Floor Diaphragm Masses

 

 

 

When the model is a building, enter the floor mass data for stories.

 

There are two methods for entering floor masses.

 

1.  Calculate and enter the floor mass, rotational mass moment of inertia and coordinates of the center of mass

 

2.  When the floor plane is consisted of line masses (straight line, arc) or surface masses (rectangle, triangle, circle), the geometric shapes of the relevant mass units and the positions are specified. The program then automatically computes the floor mass, the rotational mass moment of inertia and the center of mass

 

The function can be repeatedly used for a given floor plane when the floor plane is consisted of several units of different shapes.

 

The entered mass data are used to automatically calculate equivalent static seismic loads according to the seismic design codes and used for dynamic analysis.

 

Floor Diaphragm Masses is used in connection with Model > Building > Story, Control Data.

 

In order to use the function, the Z-axis of the building model must orient opposite to the gravity direction, and "Consider Floor Diaphragm" in Story must be assigned to the relevant floors to activate Rigid Diaphragm Action for each story.

 

The calculated or entered mass data are automatically entered at the Diaphragm Centers, that is, the center of mass is auto-calculated for each story.

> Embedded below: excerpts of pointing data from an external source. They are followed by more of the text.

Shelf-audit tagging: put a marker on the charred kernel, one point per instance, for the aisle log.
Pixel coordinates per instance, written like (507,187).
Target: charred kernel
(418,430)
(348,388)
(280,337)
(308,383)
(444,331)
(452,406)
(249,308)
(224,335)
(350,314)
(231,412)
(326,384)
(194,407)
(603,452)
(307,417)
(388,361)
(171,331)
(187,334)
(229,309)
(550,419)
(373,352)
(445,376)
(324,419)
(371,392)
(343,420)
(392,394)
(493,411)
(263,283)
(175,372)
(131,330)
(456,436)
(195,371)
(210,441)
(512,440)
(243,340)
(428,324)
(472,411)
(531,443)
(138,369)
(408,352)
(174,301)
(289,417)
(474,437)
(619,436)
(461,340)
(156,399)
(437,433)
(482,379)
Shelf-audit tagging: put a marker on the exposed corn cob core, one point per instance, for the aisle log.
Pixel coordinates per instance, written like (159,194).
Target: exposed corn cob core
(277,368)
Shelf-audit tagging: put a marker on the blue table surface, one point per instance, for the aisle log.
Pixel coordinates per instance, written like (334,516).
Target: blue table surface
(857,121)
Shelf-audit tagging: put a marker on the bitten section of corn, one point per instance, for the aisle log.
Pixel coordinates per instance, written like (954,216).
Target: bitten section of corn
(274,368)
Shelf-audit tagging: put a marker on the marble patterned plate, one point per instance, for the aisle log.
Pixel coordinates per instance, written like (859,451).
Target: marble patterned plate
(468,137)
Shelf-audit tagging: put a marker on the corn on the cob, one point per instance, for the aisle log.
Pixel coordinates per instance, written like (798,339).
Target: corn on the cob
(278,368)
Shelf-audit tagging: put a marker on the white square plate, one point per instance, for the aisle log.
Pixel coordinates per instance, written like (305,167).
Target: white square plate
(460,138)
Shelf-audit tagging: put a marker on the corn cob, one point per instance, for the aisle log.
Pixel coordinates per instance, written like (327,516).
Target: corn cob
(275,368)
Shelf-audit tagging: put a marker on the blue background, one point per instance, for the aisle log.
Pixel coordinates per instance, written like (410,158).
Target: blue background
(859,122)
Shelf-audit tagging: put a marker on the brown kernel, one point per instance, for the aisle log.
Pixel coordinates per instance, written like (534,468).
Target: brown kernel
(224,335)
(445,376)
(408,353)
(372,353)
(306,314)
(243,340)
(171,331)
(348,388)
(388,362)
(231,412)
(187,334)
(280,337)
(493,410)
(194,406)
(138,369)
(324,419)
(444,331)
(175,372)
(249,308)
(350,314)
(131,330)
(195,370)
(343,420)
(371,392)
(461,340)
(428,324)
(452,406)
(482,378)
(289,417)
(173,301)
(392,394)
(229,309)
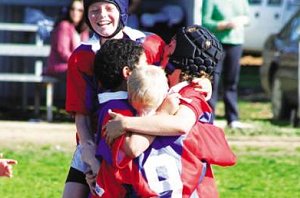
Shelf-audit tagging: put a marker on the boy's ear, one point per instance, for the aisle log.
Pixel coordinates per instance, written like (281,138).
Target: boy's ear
(126,72)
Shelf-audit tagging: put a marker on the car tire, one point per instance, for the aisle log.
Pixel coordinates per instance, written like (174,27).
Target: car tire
(280,107)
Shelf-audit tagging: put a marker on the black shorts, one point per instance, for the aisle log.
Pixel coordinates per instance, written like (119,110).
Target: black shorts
(76,176)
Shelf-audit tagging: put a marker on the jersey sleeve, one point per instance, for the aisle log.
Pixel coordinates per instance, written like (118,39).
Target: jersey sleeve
(153,46)
(80,81)
(194,100)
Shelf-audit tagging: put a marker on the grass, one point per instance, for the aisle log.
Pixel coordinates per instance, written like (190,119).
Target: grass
(266,174)
(260,172)
(40,173)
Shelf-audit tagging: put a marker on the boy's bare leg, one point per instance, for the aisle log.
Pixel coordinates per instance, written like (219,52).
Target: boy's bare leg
(75,190)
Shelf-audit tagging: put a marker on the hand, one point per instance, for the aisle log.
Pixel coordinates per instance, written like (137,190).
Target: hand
(170,105)
(203,85)
(114,127)
(91,181)
(6,169)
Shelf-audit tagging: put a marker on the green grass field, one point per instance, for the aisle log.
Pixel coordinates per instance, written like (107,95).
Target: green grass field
(260,172)
(267,171)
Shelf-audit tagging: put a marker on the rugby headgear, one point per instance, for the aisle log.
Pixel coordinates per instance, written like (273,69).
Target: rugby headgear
(196,50)
(122,6)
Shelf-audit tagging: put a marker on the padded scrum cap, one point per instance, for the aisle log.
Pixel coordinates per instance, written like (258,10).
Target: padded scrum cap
(196,50)
(122,5)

Only the components in the GCS x and y directions and the rotational mass moment of inertia about the z-axis are considered.

 

 

 

From the Main Menu select Model > Masses > Floor Diaphragm Masses.

 

Select Geometry > Masses > Floor Diaphragm Masses in the Menu tab of the Tree Menu.

 

 

  Mass Type

 

Select the type of mass to be entered.

 

Point Mass

 

Line Mass

 

Circular Arc Mass

 

Circular Area Mass

 

Triangular Area Mass

 

Rectangular Area Mass

 

 

Start Story/End Story

 

Assign the stories to enter masses.

 

 

Diaphragm Mass

 

 

Point Mass

Mp : Point mass in GCS X, Y-directions (Translational Mass)

 

Mr : Rotational Mass Moment of Inertia about GCS Z-direction at the point mass position

 

Xc, Yc : GCS coordinates of the center of the point mass

 

Line Mass

Ml : Mass per unit length (Mass/Length)

 

D1 : Length of line mass

 

Xc, Yc : GCS coordinates of the center of the line mass

 

Circular Arc Mass

 

 

Ml : Mass per unit length (Mass/Length)

 

Xc, Yc : GCS coordinates of the center of the circular arc volume

 

D1 : Angle of the circular arc (Degree)

 

D2 : Radius of the circular arc

 

D3 : Angle of inclination from the center of the circle to the center of gravity of the circular arc relative to GCS X-axis (Degree)

 

Circular Area Mass

 

 

 

Ma : Mass per unit area (Mass/Area)

 

Xc, Yc : GCS coordinates of the center of the circle

 

D1 : Internal angle of the arc strip area (Degree)

 

D2 : Radius of the arc strip area

 

D3 : Radial strip width

 

D4 : Angle of inclination from the center of the circle to the center of gravity of the arc strip area relative to GCS X-axis (Degree)

 

Triangular Area Mass

Ma : Mass per unit area (Mass/Area)

 

X1, Y1 : Coordinates of a corner of the triangular area

 

X2, Y2 : Coordinates of the 2nd corner of the triangular area

 

X3, Y3 : Coordinates of the 3rd corner of the triangular area

 

Rectangular Area Mass

Ma : Mass per unit area (Mass/Area)

 

Xc, Yc : GCS coordinates of the center of the rectangular area

 

D1 : Length of one edge of the rectangular area

 

D2 : Length of the other edge of the rectangular area perpendicular to D1

    

Note

When Floor Diaphragm is considered, mass center can be checked from Query>Story Mass Table.